Long Kiss Goodnight (1996), "Nikita" (1990), Point of No Return (aka "The Assassin") (1993), various Russ Meyer flicks from "Beyond the Valley of the Dolls" (1970) and "Faster, Pussycat, Kill! Kill" (1966) to "Supervixens" (1975) (all amazing movies by the way), various James Bond films that had strong female at times heroes as they did with supervillains as such (GoldenEye, The Spy Who Loved Me et all), certain movies had "beautiful female villains" that also did immoral deeds and managed to physically in certain ways confront men (Skip Woods' black comedy thriller "Thursday" (1998), German cult early 80s film "Der Fan" (1982) (Der Fan), certain action movies), fantasy horror like "Possession" (1981) and all that, certain films I have seen included female characters who suffered but also turned to dark sides (Takashi Miike's brilliant Japanese psychological horror thriller "Audition" (1999) and others), Peter Greenaway's film "Drowning by Numbers" (1988) had three women drown and kill their husbands.

Certain classic HK and American action movies in the 80s including those directed by Andy Sidaris, some of them decent guilty pleasures, had chicks physically battle with bad guys and succeed, most of them were female heroes albeit with few later exceptions.

One little seen almost forgotten film from 1995 entitled "Someone to Die For", (NOT to be confused with To Die For also from 1995 with Nicole Kidman although that movie can also be added to list somehow) had one scene towards the end of a troubled female character confronting and attacking a man whilst reminiscing about her trag

reply

tragic past, that I spoke of a lot about here and own on video, LITERALLY MADE ME CRY.

And oh well... With most of those movies, some of them are even acclaimed classics that I also didn't mention, it pretty much included what it did, and I accepted it for what it is without over analysing or complaining.

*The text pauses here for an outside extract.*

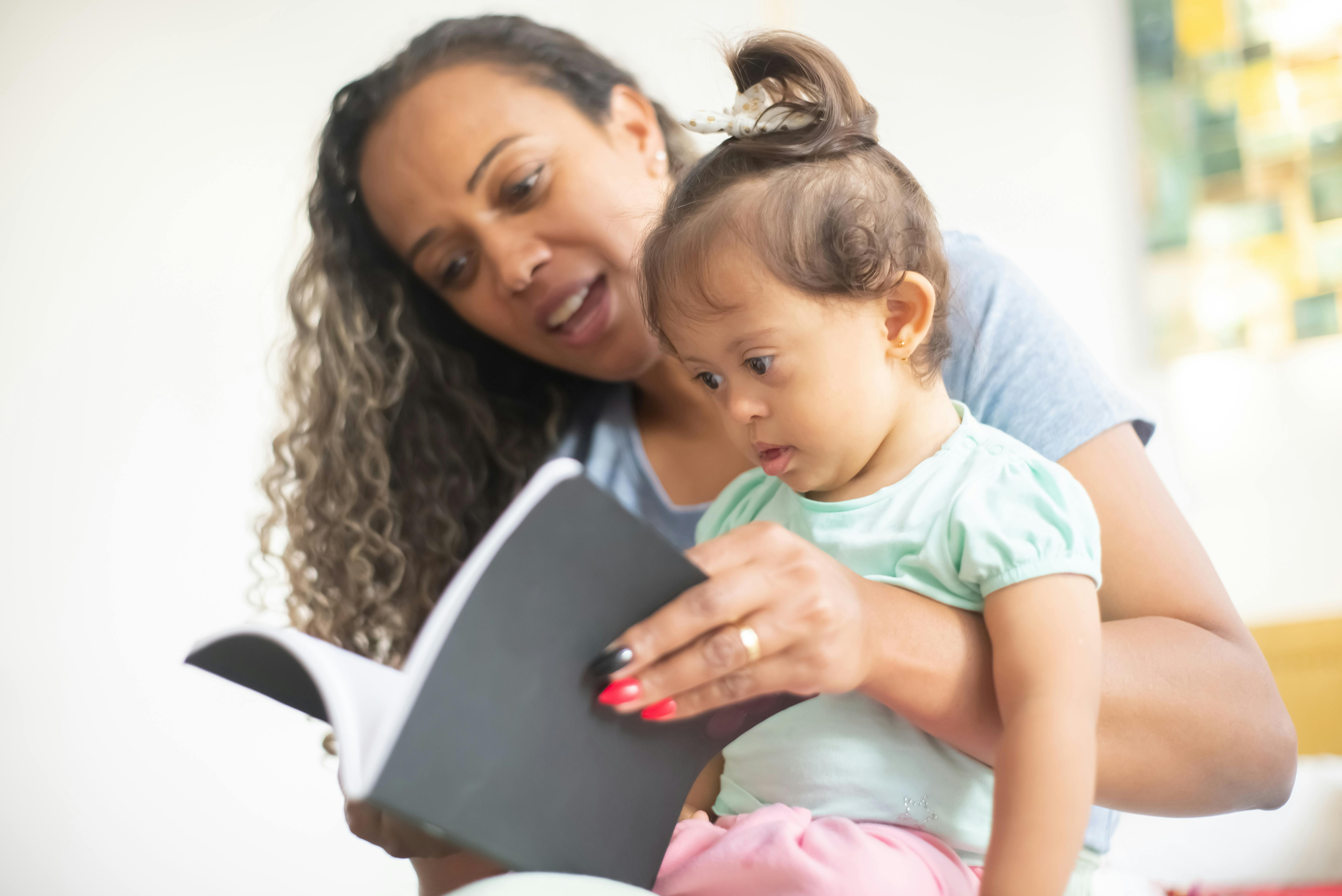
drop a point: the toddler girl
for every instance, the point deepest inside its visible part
(798, 274)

Or thinking even in modern terms with "controversial organizations" abound.

And that's me. Oh well...

reply

And on a LESSER note and a TL:DR version, on a purely CINEMATIC and FILM-RELATED level, OP, would watching THAT type of aforementioned scenario related to the theme of "girl power" stretched to feature-film length, in any way, shape or form, be interesting, compelling, worthwhile, even thought-provoking or, in whatever ways, "entertaining"?

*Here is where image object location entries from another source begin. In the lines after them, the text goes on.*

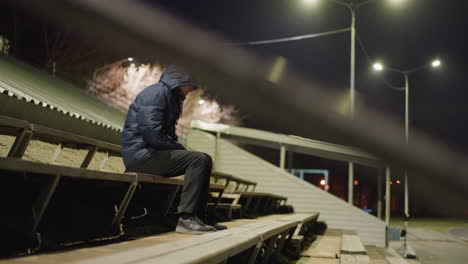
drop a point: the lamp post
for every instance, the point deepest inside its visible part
(406, 74)
(352, 7)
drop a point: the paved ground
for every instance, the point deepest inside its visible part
(434, 247)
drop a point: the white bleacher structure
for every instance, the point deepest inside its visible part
(304, 196)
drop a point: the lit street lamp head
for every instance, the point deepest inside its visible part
(377, 66)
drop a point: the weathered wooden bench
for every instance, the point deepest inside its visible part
(303, 235)
(93, 203)
(228, 178)
(252, 203)
(25, 132)
(327, 246)
(252, 243)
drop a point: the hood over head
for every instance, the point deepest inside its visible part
(175, 76)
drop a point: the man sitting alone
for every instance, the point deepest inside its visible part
(149, 145)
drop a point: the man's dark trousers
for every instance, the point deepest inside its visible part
(197, 169)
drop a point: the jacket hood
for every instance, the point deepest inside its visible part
(175, 76)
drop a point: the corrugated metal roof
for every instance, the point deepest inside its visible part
(23, 82)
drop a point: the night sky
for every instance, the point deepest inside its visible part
(403, 37)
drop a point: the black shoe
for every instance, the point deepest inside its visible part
(219, 227)
(193, 225)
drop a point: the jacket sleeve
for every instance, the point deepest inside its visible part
(150, 116)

And could a downright BRILLIANT FILM be made based on those type of cinematic concepts?

NOTE - REAL LIFE, for one, is DIFFERENT to movies, and not JUST because, obviously as it is, in film its not real whereas in life it is. But life, for one, we don't get to, unlike movies, analyse and rate on a 1-10 scale or a 1-5 star scale, at least not it on as a simple whole, and we don't delve into its themes let alone stuff like acting, direction, screen play, cinematography etc.

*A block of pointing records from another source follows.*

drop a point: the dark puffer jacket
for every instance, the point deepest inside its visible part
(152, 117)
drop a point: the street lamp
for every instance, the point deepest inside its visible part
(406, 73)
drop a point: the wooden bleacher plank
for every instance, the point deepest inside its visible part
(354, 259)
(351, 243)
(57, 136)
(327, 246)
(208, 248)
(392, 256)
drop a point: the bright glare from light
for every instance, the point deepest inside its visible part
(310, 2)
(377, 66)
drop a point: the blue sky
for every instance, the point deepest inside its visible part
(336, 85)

Similar to how, at least in some people's minds, some novels are unreadable and also unfilmable and would not make for a good movie adaptation.

reply

woman are very good actor and entertainers. they are good at being heroes when there character is not written or directed by woman, and they cast a likeable actress. i like strong female character like sara connor, ripley, leia. many film with great strong female character.

one thing woman truly suck at is writing and directing film. they cannot lead which mean the film they direct are sloppy and slow. they cannot write male characters just wussy ones so there script have boring male character and female character that are wish fantasys of themselfs.

helen slater is one of most beautiful woman i ever see in this film. and she convince me as ass kicker. this is becuase men write and direct her character and because helen slater is beautiful and likeable unlike present day female heroes like jizz face j-law and captain pancakes briee larson.